His Pants Grew with him!

His Pants Grew with him!

Some commentators have insisted that angels attended to their wardrobes. I never could believe it. Just think of one angel hunting another and saying: "There goes another button." I cannot believe it.

There must be a mistake somewhere or somehow. Do you believe the real God—if there is one—ever killed a man for making hair-oil? And yet you find in the Pentateuch that God gave Moses a recipe for making hair-oil to grease Aaron's beard, and said if anybody made the same hair-oil he should be killed. And He gave him a formula for making ointment, and he said if anybody made ointment like that he should be killed. I think that is carrying patent laws to excess. There must be some mistake about it. I cannot imagine the infinite Creator of all the shining worlds giving a recipe for hair-oil. Do you believe that the real God came down to Mount Sinai with a lot of patterns for making a tabernacle patterns for tongs, for snuffers, and such things? Do you believe that God came down on that mountain and told Moses how to cut a coat, and how it should be trimmed? What would an infinite God care on which side he cut the breast, what colour the fringe was, or how the buttons were placed? Do you believe God told Moses to make curtains of fine linen? Where did they get their flax in the desert? How did they weave it? Did He tell him to make things of gold, silver, and precious stones, when they hadn't them? Is it possible that God told them not to eat any fruit page 11 until after the fourth year of planting the trees? You see all these things were written hundreds of years afterwards, and the priests, in order to collect the tithes, dated the laws back. They did not say, "This is our law," but, "Thus said God to Moses in the wilderness." Now, can you believe that? Imagine a scene: The eternal God tells Moses, "Here is the way I want you to consecrate My priests. Catch a sheep and cut his throat." I never could understand why God wanted a sheep killed just because a man had done a mean trick; perhaps it was because His priests were fond of mutton. He tells Moses further to take some of the blood and put it on his right thumb, a little on his right ear, and a little on his right big toe. Do you believe God ever gave such instructions for the consecration of His priests. If you should see the South Sea Islanders going through such a performance you could not keep your face straight. And will you tell me that it had to be done in order to consecrate a man to the sendee of the infinite God? Supposing the blood got on the left toe!

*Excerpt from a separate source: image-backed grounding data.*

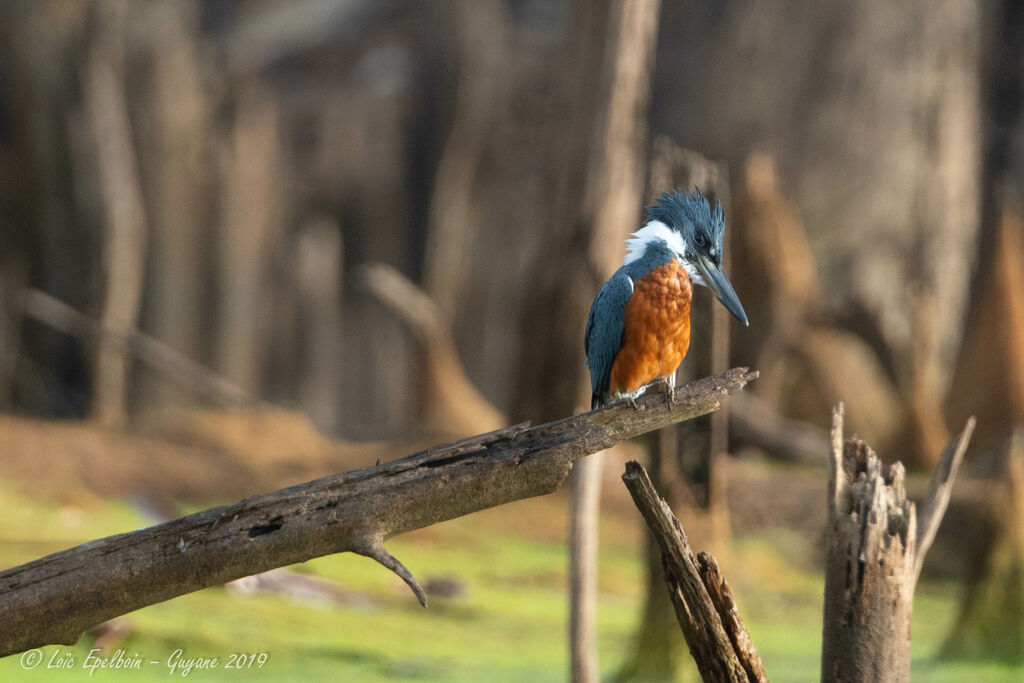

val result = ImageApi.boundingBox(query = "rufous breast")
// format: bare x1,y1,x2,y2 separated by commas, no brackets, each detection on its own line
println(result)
608,260,692,395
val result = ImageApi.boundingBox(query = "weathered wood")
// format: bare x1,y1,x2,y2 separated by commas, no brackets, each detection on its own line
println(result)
821,404,975,682
0,368,755,658
621,460,761,683
697,552,769,683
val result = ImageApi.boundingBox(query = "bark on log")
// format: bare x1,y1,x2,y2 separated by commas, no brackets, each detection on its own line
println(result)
621,461,767,683
0,368,755,658
821,404,975,682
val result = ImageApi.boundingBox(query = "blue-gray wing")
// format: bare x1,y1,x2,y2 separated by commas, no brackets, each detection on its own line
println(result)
584,272,634,402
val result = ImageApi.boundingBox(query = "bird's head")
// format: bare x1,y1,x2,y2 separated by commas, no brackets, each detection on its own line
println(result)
624,188,748,326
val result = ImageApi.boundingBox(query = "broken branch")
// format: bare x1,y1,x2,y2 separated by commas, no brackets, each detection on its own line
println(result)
622,460,765,683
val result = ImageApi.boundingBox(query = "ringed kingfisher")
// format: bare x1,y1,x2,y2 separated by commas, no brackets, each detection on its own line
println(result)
584,188,748,409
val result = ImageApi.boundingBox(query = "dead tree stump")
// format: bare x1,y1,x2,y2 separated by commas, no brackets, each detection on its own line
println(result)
821,404,975,682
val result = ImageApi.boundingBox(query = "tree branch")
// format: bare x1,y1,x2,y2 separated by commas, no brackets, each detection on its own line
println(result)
0,368,756,657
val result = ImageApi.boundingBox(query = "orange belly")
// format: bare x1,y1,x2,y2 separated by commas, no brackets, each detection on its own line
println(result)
609,260,692,395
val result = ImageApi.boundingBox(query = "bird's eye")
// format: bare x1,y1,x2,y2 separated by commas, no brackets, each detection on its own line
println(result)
695,233,708,249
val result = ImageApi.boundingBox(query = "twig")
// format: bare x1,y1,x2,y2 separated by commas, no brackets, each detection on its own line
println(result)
0,368,756,657
913,416,976,587
353,535,428,608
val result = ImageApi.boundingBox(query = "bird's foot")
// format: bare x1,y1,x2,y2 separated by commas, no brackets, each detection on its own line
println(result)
613,386,647,410
655,376,676,409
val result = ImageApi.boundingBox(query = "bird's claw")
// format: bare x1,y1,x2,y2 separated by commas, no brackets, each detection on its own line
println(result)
663,378,675,410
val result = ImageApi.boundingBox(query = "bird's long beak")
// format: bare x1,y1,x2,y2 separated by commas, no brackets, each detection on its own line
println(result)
694,255,749,326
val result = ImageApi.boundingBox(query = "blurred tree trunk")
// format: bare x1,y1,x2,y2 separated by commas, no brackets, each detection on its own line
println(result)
511,0,611,421
556,2,661,680
655,0,983,466
421,0,505,325
133,0,211,410
213,88,284,397
941,2,1024,658
3,2,94,417
81,0,148,427
514,0,657,419
947,0,1024,451
568,455,602,683
303,35,417,436
0,260,28,410
295,216,343,433
947,208,1024,449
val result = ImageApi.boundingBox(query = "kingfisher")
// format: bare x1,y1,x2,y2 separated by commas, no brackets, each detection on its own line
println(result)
584,188,748,409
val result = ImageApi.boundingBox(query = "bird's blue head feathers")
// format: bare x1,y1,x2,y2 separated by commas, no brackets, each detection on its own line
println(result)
645,188,725,260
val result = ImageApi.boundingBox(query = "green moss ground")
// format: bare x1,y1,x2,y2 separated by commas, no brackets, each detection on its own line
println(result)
0,479,1019,682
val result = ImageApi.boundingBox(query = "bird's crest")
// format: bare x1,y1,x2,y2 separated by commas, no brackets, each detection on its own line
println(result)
645,188,725,249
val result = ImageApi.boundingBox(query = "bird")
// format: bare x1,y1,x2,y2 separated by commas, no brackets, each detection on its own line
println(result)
584,188,748,409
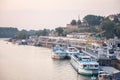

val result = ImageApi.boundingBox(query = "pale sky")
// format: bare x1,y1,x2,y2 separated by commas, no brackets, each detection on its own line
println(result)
0,0,120,30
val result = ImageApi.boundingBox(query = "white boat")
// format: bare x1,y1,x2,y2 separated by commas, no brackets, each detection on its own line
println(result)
51,45,67,59
66,46,80,58
70,53,99,76
98,71,111,80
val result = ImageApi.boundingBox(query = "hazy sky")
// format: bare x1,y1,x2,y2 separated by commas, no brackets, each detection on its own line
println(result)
0,0,120,30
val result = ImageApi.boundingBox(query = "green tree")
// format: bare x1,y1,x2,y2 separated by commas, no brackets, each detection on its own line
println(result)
70,20,77,25
77,20,81,25
100,19,115,39
35,29,50,36
41,29,49,36
83,15,104,26
0,27,18,38
114,26,120,38
55,27,64,36
15,31,29,39
35,30,42,36
113,16,119,23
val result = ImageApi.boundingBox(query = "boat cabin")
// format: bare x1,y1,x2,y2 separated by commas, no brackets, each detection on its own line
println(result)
76,56,99,69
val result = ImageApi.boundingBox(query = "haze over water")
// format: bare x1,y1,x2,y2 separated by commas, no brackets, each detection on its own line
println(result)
0,39,91,80
0,0,120,30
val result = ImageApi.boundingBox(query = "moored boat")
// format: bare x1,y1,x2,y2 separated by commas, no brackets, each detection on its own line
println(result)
66,46,80,58
70,53,99,76
51,45,67,59
98,71,111,80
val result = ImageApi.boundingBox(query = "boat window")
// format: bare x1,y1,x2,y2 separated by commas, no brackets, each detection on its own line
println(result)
117,43,120,47
90,65,94,67
83,65,87,67
82,58,90,61
95,65,98,67
109,49,114,54
79,58,82,61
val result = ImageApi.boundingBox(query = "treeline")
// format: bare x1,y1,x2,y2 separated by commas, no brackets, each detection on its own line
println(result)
0,27,51,39
0,27,18,38
55,13,120,39
14,29,50,39
82,14,120,39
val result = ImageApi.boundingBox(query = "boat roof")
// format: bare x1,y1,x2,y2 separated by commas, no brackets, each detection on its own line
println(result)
101,66,120,74
77,56,99,64
79,61,99,64
79,55,91,59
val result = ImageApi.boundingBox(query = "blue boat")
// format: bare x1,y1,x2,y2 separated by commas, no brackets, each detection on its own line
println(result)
51,45,67,59
70,53,99,76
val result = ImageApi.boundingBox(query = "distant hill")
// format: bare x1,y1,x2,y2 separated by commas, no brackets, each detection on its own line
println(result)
0,27,19,38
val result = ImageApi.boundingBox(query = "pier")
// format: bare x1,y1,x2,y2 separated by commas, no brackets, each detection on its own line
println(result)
38,36,87,49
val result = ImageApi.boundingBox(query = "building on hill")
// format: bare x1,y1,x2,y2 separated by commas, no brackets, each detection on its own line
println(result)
108,15,115,21
66,24,79,31
108,14,120,22
66,19,89,31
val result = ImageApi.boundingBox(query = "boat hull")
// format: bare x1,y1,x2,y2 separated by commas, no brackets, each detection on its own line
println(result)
70,61,98,76
52,45,67,59
51,52,66,59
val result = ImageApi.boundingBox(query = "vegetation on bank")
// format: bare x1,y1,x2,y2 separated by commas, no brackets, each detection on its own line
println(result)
14,29,50,39
0,27,18,38
0,13,120,39
56,14,120,39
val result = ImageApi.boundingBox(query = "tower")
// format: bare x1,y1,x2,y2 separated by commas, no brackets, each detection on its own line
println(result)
77,15,81,26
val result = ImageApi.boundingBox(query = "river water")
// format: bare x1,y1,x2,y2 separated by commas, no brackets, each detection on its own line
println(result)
0,39,91,80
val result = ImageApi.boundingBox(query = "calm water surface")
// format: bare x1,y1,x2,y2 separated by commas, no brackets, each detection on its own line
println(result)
0,39,91,80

Then we find in this book how God went to work to make the Egyptians let the Israelites go. Suppose we wish to make a treaty with the Mikado of Japan, and Mr Hayes sent a commissioner there; and suppose he should employ Hermann, the wonderful German, to go along with him; and when they came in the presence of the Mikado, Hermann threw down an umbrella, which changed into a turtle, and the commissioner said: "That is my certificate." You would say the country is disgraced. You would say the President of a Republic like this disgraces himself with jugglery. Yet we are told God sent Moses and Aaron before Pharaoh, and when they got there Moses threw down a stick, when it turned into a snake. That God is a juggler—he is the infinite prestidigitator. Is that possible? Was that really a snake, or was it the appearance of a snake? If it was the appearance of a snake, it was a fraud. Then the necromancers of Egypt were sent for, and they threw down sticks, which turned into snakes, but those were not so large as Moses snake, which swallowed them. I maintain that it is just as hard to make small snakes as it is to make large ones; the only difference is that to make large snakes either larger sticks or more practice is required.

Do you believe that God rained hail on the innocent cattle, killing them in the highways and in the field? Why should he inflict punishment on cattle for something their owners had done? I could never have any respect for a God that would so inflict pain upon a brute beast simply on account of the crime of its owner.